Response: Many thanks to the Reviewer. We have done the additional gel electrophoresis study and included it in the Result and Discussion section (lines 247-248) and supporting information (Figure S1).

(3) Flow cytometry should be performed to quantify GFP+ cells and GFP intensities after transfection. Fluorescent imaging cannot provide quantitative analysis.

Response: Thanks a million to the Reviewer for this suggestion. The GFP expression results performed in Figure 4 and Figure 5 were semi-quantitative analyses using ImageJ, a convenient standard method for efficacy comparison. The bar graph shows that the differences between groups were significant and sufficient to support our study.

Indeed, it is an excellent suggestion to further quantitatively study the transfection efficacy. Unfortunately, we had limited access to flow cytometry before the deadline for resubmission, and we will perform flow cytometry in the follow-up study as suggested. We hope the Reviewer finds our responses satisfactory. Thanks again for this valuable suggestion.

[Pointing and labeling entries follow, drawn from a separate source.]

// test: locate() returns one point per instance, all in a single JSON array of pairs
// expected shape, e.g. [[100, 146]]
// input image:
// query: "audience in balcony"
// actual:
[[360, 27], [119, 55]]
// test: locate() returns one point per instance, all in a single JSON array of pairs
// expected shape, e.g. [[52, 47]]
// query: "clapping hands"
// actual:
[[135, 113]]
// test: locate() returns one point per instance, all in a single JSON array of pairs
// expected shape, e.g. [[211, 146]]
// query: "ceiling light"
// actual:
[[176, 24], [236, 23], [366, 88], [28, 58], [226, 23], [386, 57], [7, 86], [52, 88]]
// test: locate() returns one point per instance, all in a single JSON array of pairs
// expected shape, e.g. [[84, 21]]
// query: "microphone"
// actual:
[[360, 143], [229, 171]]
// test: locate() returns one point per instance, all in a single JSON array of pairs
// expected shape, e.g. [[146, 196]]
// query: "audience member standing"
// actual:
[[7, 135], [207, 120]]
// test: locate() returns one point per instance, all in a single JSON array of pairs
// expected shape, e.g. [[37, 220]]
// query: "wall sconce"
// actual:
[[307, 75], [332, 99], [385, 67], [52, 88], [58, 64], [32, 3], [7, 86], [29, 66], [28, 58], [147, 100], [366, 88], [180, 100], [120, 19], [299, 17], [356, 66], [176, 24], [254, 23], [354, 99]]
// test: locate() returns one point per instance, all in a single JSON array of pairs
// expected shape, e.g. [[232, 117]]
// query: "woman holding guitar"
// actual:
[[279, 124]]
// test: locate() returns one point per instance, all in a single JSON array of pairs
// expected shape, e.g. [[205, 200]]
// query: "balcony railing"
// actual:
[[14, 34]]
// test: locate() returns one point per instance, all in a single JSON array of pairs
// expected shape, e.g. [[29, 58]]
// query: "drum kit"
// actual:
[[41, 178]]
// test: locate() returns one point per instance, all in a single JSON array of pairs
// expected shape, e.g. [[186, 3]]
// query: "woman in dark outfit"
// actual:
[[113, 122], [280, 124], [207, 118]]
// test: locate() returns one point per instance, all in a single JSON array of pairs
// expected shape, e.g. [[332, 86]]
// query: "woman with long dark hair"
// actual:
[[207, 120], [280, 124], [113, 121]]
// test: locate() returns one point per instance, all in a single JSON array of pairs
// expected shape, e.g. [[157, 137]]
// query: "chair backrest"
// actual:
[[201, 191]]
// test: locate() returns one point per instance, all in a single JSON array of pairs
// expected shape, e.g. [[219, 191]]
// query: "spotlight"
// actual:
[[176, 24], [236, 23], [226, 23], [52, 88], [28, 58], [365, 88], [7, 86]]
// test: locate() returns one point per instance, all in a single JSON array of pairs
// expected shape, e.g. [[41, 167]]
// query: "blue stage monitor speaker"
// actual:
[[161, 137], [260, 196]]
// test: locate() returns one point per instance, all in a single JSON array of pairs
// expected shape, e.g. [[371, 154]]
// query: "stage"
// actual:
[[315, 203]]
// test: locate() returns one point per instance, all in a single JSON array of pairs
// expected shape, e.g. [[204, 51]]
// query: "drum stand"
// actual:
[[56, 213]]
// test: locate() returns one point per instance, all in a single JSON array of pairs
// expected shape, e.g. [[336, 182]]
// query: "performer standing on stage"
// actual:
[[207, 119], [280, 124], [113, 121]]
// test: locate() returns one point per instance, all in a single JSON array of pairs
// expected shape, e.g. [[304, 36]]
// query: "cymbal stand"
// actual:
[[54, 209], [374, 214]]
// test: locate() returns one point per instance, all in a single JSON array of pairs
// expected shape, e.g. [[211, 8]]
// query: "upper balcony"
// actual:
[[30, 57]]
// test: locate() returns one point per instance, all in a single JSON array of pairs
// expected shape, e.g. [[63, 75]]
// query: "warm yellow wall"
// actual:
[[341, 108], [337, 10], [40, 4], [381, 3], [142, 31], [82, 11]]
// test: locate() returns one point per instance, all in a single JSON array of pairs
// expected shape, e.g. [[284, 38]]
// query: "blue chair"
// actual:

(4) The transfection was only tested in HEK293 cells. It should also be tested in at least one type of hard-to-transfect cell line.

Response: Many appreciations to this comment. We have selected another cell line, rADSC, a type of stem cells that is hard to transfect, and representative HPAE polymers to perform the additional test and have described it in the Result and Discussion section (lines 284-287) and supporting information (Figure S3 and S4).

(5) The in vitro stability of the HPAE-DNA complex in serum should be studied.

Response: We thank the Reviewer's good suggestion. We selected to study the size change of polyplex nanoparticles in serum to perform the additional in vitro stability tests, and we have included it in the Result and Discussion section (lines 257-260) and supporting information (Figure S2).

Author Response File: Author Response.docx

Round 2

Reviewer 1 Report

Authors addressed all concerns and revised the manuscript accordingly. This reviwer is recommending publication of the manuscript in its current form

Reviewer 2 Report

The authors have addressed all my comments in the revised manuscript. Therefore, I recommend acceptance of this manuscript.